Spot gold advanced 1.2% to reach $4,561.41 per ounce during London trading hours. Gold futures for June delivery increased 0.8% to settle at $4,593.34 per ounce. Silver surged 3.1% to $77.86, with platinum and palladium posting gains as well.

The precious metals rally followed weekend comments from President Donald Trump, who stated that negotiators had “largely negotiated” a framework for a peace agreement with Iran. Trump emphasized he would not “rush” into finalizing any deal.
Secretary of State Marco Rubio told reporters the United States and Iran had reached a “pretty solid” framework agreement to reopen the strategically vital Strait of Hormuz. Rubio indicated officials were awaiting Tehran’s formal response.
Rubio cautioned that renewed military intervention remained possible should Iran refuse the proposed terms. The US maintains a naval blockade around Iran pending a finalized agreement.
Reporting suggests significant disagreements persist regarding Iran’s nuclear enrichment activities. Iranian representatives have broadly dismissed American demands for surrender of enriched uranium reserves.
The Strategic Importance of the Hormuz Strait Agreement
The Strait of Hormuz represents a critical chokepoint for international petroleum shipments. Successfully reopening this waterway could substantially reduce energy costs, which have driven much of the inflationary pressure since hostilities commenced in late February.
Rising inflation expectations have prompted traders to anticipate Federal Reserve rate increases. Futures markets currently reflect near-certainty of a Fed rate hike by year’s end.
Since gold generates no yield, rising interest rates typically create headwinds for the metal. Gold has shed roughly 13% of its value since the Iran conflict intensified, largely attributable to these rate increase expectations.
Monday witnessed both the dollar and Treasury yields pull back on diplomatic optimism, creating favorable conditions for gold to gain ground.
Investor Sentiment Stays Measured
Market experts observed that the gold recovery remained “relatively muted” considering the headlines. Justin Lin from Global X ETFs in Sydney explained that markets have witnessed previous Trump administration announcements fail to produce results, making investors demand tangible proof before significantly bidding up prices.
Christopher Wong at Oversea-Chinese Banking Corp suggested hesitation to aggressively pursue the rally persists while critical issues surrounding Iran’s nuclear program remain unaddressed.
Wong additionally pointed out that major markets including the United States, United Kingdom, Hong Kong, and South Korea observed public holidays Monday, resulting in reduced trading activity.
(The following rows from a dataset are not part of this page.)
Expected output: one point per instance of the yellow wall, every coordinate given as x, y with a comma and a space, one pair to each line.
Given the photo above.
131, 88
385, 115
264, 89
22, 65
Newly appointed Federal Reserve Chair Kevin Warsh recently assumed leadership. Market participants are closely monitoring his statements regarding economic conditions and monetary policy direction.
The Bloomberg Dollar Spot Index declined 0.2% Monday. Spot silver climbed 2.9%, while spot platinum advanced 2% to $1,968.12 per ounce.
Gold continues trading significantly below its recent peak levels. Future price direction depends substantially on whether negotiators finalize an Iran agreement and its ultimate impact on energy markets and inflationary trends.